Boris Pistorius è arrivato al Ministero con piglio deciso. Fin da subito si è mostrato molto attivo, e a pochi giorni dalla sua nomina l’ingarbugliata situazione dei panzer da mandare in Ucraina si è sbloccata, con l’annuncio ufficiale dell’invio di carri Leopard 1 e Leopard 2. La nomina di Breuer sembra voler proseguire sulla stessa linea: meno attendismo, meno “cautela” – inviolabile parola d’ordine di Scholz per tutto il 2022 – e più leadership.

Il Generale Carsten Breuer e il Ministro della Difesa Boris Pistorius (Foto: AFP)

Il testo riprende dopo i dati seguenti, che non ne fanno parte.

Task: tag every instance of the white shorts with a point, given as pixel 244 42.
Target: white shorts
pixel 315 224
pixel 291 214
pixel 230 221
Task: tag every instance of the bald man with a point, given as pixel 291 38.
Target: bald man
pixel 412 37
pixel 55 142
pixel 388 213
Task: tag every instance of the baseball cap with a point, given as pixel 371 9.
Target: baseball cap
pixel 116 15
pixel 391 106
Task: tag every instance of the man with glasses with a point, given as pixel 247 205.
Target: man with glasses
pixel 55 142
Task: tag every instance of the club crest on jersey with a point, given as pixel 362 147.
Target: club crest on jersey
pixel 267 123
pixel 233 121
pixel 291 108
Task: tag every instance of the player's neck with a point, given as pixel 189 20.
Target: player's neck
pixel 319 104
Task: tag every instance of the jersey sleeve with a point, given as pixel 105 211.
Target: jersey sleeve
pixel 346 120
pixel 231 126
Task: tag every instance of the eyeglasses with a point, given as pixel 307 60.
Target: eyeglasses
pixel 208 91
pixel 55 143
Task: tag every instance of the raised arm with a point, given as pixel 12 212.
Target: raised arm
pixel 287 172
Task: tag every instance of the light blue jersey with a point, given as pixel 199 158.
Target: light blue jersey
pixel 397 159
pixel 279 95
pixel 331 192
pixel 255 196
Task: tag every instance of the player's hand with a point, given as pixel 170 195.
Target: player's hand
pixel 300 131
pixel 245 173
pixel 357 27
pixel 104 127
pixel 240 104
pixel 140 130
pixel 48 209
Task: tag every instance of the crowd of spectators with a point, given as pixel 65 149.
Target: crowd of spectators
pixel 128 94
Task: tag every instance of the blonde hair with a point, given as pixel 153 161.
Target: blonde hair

Questo certo non significa che d’improvviso la Germania si sposterà su posizioni ultra interventiste, o che sia già pronta ad affrontare il prossimo tema di dibattito – l’invio di caccia, inaugurato giovedì pomeriggio dalla Polonia. Vuol dire però che è lecito aspettarsi un cambio di passo nella gestione della politica militare e di difesa tedesca. E che finalmente, a più di un anno dal celebre discorso con cui Scholz l’aveva annunciata, la Zeitenwende potrebbe riprendere il suo percorso. Pistorius è stato scelto chiaramente con questo scopo in mente, con l’idea di sgombrare il campo dai numerosi dubbi sorti soprattutto fra i Paesi alleati: dubbi legati alla constatazione che al fragoroso proclama di un “punto di svolta epocale” erano seguiti però ben pochi fatti. 

L’invio di armi in Ucraina tuttavia è solo uno degli aspetti in ballo. Pistorius e Breuer saranno direttamente responsabili anche della gestione del famoso Sondervermögen, il “contributo straordinario” da 100 miliardi di euro per la Bundeswehr; e poi c’è da affrontare la questione della riorganizzazione e dell’equipaggiamento dell’esercito, da sempre in condizioni pietose. Senza dimenticare che nel contratto di governo della coalizione semaforo si parla esplicitamente della clausola NATO del 2% del PIL da destinare alla difesa, punto particolarmente dolente su cui – al netto dell’impegno dichiarato – le tempistiche sono ancora tutte da definire.

Insomma, lavoro da fare per Pistorius e Breuer ce n’è parecchio. Ma è ragionevole ipotizzare che da oggi la Zeitenwende sia un po’ meno un annuncio vuoto, e un po’ più una prospettiva concreta.